Слово «пощадите» замерло на устах Гренгуара. Он растерянно огляделся. Никакой надежды: все хохотали.

– Бельвинь де Летуаль! – обратился король Арго к отделившемуся от толпы верзиле. – Полезай на перекладину.

Бельвинь де Летуаль проворно вскарабкался на поперечный брус виселицы, и мгновение спустя Гренгуар, посмотрев вверх, с ужасом увидел, что Бельвинь примостился на перекладине над его головой.

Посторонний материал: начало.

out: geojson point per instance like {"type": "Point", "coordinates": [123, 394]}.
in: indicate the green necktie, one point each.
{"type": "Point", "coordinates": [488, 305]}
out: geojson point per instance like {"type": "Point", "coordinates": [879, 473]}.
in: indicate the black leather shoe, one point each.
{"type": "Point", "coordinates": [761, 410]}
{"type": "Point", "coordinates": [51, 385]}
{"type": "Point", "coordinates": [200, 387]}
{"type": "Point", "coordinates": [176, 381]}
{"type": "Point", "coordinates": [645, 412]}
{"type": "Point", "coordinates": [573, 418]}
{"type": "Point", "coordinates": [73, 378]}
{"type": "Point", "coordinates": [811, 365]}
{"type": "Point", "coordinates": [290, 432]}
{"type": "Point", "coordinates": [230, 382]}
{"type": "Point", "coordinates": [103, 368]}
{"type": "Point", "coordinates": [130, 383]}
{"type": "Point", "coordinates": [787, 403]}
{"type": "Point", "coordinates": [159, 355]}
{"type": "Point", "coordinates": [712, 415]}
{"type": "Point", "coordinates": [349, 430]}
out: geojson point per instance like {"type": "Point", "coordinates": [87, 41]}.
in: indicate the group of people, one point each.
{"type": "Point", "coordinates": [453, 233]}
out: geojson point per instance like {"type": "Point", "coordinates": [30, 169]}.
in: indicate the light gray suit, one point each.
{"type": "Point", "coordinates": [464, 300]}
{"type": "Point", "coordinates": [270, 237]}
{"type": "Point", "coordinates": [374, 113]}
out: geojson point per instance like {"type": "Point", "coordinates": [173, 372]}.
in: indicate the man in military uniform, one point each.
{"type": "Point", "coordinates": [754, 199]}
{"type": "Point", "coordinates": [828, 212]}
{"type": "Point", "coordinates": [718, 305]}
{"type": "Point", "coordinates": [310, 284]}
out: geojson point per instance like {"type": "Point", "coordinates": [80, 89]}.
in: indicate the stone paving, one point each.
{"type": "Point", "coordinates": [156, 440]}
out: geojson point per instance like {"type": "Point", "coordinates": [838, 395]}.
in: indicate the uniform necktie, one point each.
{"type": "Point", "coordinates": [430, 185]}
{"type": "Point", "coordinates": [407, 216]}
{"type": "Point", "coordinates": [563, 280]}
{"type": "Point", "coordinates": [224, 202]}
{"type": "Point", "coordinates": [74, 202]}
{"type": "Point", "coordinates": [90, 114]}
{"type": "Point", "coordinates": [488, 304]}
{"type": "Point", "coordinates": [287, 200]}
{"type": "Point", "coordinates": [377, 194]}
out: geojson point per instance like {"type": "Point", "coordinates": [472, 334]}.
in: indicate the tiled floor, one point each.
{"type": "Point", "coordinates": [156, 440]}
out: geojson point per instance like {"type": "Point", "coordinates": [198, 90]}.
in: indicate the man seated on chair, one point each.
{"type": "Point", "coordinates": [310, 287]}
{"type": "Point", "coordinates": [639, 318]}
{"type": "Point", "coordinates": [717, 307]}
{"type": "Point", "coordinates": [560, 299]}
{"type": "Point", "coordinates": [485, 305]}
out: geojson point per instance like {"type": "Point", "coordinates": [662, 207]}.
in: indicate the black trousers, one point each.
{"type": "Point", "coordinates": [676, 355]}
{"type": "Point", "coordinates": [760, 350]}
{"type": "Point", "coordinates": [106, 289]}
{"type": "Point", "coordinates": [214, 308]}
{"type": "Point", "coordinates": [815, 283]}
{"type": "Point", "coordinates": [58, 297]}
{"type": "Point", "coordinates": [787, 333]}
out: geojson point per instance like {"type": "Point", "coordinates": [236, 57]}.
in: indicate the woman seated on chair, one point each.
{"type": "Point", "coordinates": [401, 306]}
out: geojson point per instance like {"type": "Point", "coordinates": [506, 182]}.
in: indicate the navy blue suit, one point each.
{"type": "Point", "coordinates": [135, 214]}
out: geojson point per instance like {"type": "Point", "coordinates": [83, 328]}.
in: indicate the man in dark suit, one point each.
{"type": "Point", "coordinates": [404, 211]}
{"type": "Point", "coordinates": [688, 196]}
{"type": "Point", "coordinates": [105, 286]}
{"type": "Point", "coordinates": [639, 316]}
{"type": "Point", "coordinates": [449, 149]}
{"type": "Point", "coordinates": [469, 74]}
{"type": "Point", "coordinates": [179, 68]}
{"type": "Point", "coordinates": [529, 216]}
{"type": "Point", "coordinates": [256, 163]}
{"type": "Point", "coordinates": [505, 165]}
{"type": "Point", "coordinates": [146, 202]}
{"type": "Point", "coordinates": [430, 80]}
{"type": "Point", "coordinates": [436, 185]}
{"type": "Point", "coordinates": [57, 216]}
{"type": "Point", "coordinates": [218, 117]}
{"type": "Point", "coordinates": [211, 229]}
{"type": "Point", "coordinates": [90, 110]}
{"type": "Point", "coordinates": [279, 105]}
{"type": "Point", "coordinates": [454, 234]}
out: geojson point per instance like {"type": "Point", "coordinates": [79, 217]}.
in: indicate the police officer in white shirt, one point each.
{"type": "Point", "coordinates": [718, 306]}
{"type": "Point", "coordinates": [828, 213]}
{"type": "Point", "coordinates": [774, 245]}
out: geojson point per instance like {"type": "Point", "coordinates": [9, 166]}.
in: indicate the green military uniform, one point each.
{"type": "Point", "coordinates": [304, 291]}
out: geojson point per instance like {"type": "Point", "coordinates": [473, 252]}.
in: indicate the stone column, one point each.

– Теперь, – сказал Клопен Труйльфу, – ты, Андри Рыжий, как только я хлопну в ладоши, вышибешь коленом у него из-под ног скамейку, ты, Франсуа ШантПрюн, повиснешь на ногах этого прощелыги, а ты, Бельвинь, прыгнешь ему на плечи, да все трое разом. Слышали?

Гренгуар содрогнулся.

– Ну, поняли? – спросил Клопен трех арготинцев, готовых ринуться на Гренгуара, словно пауки на муху. Несчастная жертва переживала ужасные мгновения, пока Клопен спокойно подталкивал ногою в огонь несколько еще не успевших загореться прутьев виноградной лозы. – Поняли? – повторил он и уже хотел хлопнуть в ладоши. Еще секунда – и все было бы кончено.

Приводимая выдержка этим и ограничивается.